There was a broad consensus from all speakers that as there were no widely divergent views on the proposal at the strategic level progress should be possible in a relatively short timescale. The taskforce has to report back to Mr Swinney by July this year.
A number of questions were asked during the event and from my perspective there were some key issues which require addressing. These centre on funding, technologies, commercial v open data and the role of this proposal against the wider approach to INSPIRE and a Scottish Spatial Data Infrastructure.

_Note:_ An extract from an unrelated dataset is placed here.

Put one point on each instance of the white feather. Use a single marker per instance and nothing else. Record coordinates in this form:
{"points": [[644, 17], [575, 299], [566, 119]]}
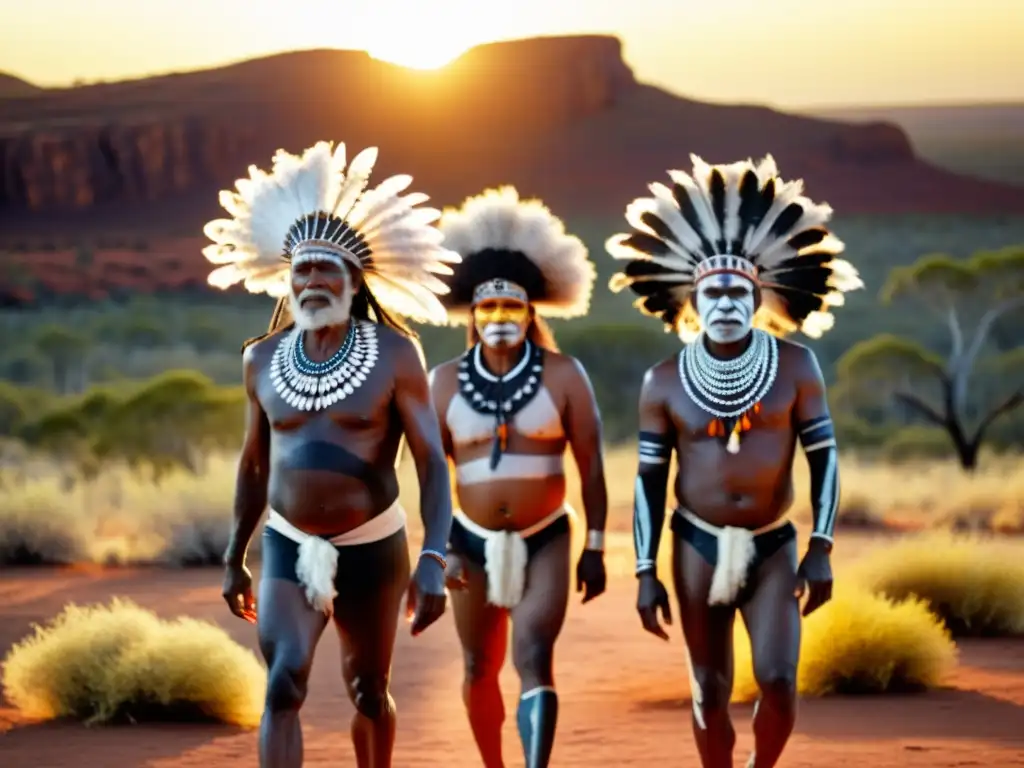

Starting with funding, the very first question focussed on the use of the UPRN as the “golden thread” to join up disparate data from a number of sources. It was argued that this was undisputed and that whilst good progress had been mad, there is an inherent risk to the whole proposal if the creation and maintenance of UPRN is not adequately resourced. The present situation relies heavily on local authority resources being made available and these are under constant pressure.
The lack of a robust technical architecture behind the ScotLIS project 15 years ago had been cited by several speakers as one of the causes of failure. Technology has now moved on but it was emphasised that the technical architecture must be scalable, modular and where appropriate open sourced. The strategy to reuse existing technology components where possible, then considering collective procurements of existing solution before commissioning bespoke development of individual solutions, appeared to be appropriate.
Mr Swinney highlighted the need for the outputs from the proposed service requiring to be open, transparent and accessible. There was much discussion in the Q&A sessions around this with calls being made for the data outputs all to be made available free of charge so the individuals and communities could gain the maximum benefit and indeed cooperate in the maintenance of the datasets. This view seems to be at odds with the views of the commercial property industry, when it was stated that if mortgage providers were expected to base decisions on lending they required accurate and up to date information from authoritative sources. This echoed Iain Langlands’ advice to be absolutely clear as to what the proposal was going to look like – citing the example of a smartphone where the actual “phone” element is only one small part of it.
The final question seemed to be around the relationship with existing proposals for a Scottish Spatial Data Infrastructure and the collective approach to INSPIRE by Scottish Local Government. Land and Property information had previously been identified as one of the strategic themes within the overall scope of the collective approach. Progress has been steady in moving the proposal forward across a wider front but the Minister’s announcement will have a significant effect on priorities, particularly as far as funding is concerned.
There isn’t anything insurmountable on the horizon moving forwards, and with a combination of Ministerial support and overall consensus on the major strategic elements, some rapid progress should be expected.